After market musing:
Anyone know whatever happened to options2014?
I miss old Ace & his enthusiasm
I received complaints from at least two members about Ace. I communicated with him via email and it was actually his suggestion as well as mine that his commenting privileges be removed.
He’s still a member. Still reading comments. He just can’t participate.
Thanks Lara.
I didn’t know EWSM had – just like rugby union – a “sin bin” where players can watch but not participate. Maybe I’d better watch out…
Shout out to Ace! 🙂
I kinda miss him too actually. Can we let him out of the penalty box if he promises to be nice? 🙂 🙂 🙂
Sure, if he asks. It’s up to him.
Yes, I have a black list. A few people have been removed from the membership and not allowed to return.
People aren’t always nicely behaved online due I think to anonymity. Combine that with the fact that trading is an emotional exercise and it’s impossible for me to be always right and you have a perfect combination of factors where some people just won’t play nice.
On the rare occasions I receive inappropriate emails the sender is immediately removed and blacklisted. I do not offer a second chance.
It’s rare though. This membership is almost exclusively conducted in a polite and respectful manner.
And just to be clear, Ace hasn’t been blacklisted nor removed from the membership. His emotional comments were upsetting a few members and exhausting my patience. So he was just removed from comments, not the membership.
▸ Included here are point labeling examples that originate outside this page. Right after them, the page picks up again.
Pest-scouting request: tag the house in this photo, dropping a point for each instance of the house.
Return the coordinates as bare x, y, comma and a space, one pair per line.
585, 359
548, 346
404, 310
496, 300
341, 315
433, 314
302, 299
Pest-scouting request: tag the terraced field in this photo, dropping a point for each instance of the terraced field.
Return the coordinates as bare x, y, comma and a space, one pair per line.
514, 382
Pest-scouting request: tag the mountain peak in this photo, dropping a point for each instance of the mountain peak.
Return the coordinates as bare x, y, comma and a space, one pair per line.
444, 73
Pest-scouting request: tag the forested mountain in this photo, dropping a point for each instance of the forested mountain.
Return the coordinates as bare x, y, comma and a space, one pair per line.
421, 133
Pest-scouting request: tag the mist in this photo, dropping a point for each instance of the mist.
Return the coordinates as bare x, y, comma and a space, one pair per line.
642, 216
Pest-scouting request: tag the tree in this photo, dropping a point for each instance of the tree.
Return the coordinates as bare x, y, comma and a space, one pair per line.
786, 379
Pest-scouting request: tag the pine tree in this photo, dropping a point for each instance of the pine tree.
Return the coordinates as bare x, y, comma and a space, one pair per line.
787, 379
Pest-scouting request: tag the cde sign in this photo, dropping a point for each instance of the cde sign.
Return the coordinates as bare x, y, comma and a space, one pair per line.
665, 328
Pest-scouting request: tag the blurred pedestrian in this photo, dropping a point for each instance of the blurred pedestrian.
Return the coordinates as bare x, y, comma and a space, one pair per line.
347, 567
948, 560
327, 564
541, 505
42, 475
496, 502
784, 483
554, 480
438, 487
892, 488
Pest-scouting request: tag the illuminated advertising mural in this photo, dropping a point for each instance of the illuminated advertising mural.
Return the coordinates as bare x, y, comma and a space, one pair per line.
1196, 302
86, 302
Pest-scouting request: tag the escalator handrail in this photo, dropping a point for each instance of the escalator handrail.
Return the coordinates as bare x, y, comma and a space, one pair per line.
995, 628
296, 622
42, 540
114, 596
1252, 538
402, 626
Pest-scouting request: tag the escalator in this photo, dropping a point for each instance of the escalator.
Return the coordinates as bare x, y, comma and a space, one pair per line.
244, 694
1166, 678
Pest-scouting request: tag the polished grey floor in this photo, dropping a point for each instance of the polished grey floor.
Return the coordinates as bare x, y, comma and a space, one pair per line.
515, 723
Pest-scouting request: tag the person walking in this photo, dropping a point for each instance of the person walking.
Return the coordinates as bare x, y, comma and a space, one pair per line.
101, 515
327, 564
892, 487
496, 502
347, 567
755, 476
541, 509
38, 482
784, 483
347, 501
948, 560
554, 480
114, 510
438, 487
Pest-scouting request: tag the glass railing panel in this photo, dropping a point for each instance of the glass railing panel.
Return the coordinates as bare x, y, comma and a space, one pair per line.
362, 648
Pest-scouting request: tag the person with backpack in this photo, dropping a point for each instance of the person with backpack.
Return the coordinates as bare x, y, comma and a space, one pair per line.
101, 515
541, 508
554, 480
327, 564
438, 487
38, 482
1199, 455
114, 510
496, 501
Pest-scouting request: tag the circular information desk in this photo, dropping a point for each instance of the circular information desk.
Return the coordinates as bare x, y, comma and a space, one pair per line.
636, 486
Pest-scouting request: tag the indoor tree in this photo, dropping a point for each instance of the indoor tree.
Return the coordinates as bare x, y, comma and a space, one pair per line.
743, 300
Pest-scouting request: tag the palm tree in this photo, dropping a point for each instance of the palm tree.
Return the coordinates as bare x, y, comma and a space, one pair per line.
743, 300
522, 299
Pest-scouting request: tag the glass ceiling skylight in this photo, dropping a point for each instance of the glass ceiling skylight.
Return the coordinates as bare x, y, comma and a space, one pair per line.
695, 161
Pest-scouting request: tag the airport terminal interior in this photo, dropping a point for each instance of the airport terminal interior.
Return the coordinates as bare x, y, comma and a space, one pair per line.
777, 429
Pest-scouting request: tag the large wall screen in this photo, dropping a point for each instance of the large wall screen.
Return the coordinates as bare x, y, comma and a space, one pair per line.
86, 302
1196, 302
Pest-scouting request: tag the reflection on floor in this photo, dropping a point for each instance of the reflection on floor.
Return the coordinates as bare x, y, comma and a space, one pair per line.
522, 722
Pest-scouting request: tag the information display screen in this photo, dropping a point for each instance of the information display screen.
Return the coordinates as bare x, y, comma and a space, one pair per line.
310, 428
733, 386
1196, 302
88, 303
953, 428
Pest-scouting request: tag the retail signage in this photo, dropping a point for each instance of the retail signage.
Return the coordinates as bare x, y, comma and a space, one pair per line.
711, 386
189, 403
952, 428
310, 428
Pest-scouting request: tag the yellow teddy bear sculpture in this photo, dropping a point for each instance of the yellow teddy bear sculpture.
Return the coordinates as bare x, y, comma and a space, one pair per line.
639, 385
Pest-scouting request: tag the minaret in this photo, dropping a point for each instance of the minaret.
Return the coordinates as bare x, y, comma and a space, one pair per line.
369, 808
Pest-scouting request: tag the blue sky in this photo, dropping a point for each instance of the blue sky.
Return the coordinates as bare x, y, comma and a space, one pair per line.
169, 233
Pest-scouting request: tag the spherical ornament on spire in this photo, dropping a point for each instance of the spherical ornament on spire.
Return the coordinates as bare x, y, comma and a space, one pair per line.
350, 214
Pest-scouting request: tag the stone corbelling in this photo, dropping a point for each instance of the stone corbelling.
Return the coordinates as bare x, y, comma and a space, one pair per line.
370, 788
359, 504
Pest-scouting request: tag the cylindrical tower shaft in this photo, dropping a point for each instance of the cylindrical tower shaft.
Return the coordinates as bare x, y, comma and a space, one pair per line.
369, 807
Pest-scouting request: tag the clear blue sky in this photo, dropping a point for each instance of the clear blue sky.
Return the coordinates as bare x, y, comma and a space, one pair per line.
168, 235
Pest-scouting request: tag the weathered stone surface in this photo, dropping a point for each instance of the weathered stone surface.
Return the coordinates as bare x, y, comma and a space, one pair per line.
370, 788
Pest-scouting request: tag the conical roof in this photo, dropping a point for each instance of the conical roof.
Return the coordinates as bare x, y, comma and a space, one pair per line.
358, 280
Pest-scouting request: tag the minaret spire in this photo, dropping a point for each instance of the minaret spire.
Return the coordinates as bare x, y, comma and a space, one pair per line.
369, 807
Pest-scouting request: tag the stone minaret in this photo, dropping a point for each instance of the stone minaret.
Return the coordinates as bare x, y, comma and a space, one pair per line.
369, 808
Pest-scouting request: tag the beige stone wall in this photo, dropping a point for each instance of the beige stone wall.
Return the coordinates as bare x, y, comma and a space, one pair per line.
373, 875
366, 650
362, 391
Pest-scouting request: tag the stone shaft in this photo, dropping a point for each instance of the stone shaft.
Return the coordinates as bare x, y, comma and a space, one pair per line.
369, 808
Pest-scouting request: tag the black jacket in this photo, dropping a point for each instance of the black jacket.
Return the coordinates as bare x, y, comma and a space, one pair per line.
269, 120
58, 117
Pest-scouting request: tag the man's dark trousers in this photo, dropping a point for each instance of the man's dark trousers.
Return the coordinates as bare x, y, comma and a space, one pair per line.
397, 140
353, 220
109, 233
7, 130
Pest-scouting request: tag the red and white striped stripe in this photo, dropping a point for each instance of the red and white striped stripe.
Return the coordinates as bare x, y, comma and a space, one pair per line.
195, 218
It was a (mostly) mutual decision at the time after discussion with him.
Dear Lara; so gracious, as well as EW chartist extraordinaire. Thanks.
Hey ACE, you heard the lady!
Its up to you bud! 🙂 🙂
The clarity of busting the alternate bear count is kinda nice today.
Since Feb. lows, the only thing the market has followed is crude. Would be confirming to see crude turn down. Not necessary, but something to look out for.
The dislocation of bonds at their highs and yen staying strong are, I believe, meaningful warning signs that this rally is near its end.
GLTA
The daily candle finally has a long upper wick especially when relative to the body. We have not seen that in in 10 or more trading days. It may be the first clue the bears are starting to sell the market.
I cannot wait for the VIX, UVXY, and TVIX short sellers to start covering. It is going to take some strong down days on the SPX to convince them though.
The first clue that they are running for the hills will be not only opening gaps, but also intra-day gap ups as well. That is the one situation in which you want to buy intra-day gap ups that are filled during the session….
Well just maybe….
Pretty close to what I have this morning….
Minor 5 (which is the whole of the 5 min chart above) would be just 1.41 points longer than minor 1
IF it’s over there. Confidence below 2,085.36. Confirmation below 2,025.91.
Lilac trendline held as well.
Lara -Just wanted to check something:
Does price need to CLOSE below 2025.91, or just be lower than that at any point in the coming days/weeks to provide confirmation?
Thanks
Just be lower, a close isn’t necessary.
That’s because I’m using the EW rule that a second wave may not move beyond the start of a first wave.
If the degree of labelling in this last impulse up from the low 2,025.91 is moved down one degree, if a first wave up is complete, then a second wave correction may not move beyond it’s start.
The rule is black and white.
Ok, thanks for the clarification.
No worries. And it’s a fair question, often asked.
I charted the minute w5 only on the 3 min chart and I really wanted to count minuette w5 as an ending diagonal (but I didn’t). Yours has better look Lara.
Gary
Lara,
By the way, really nice work on the main count. Hope it holds, I don’t think any other analylists have that count.
You’re welcome. Price should tell us within a month. If the bull count is correct then we’ll see a new ATH. If the bear is correct then price should fall off a cliff soon.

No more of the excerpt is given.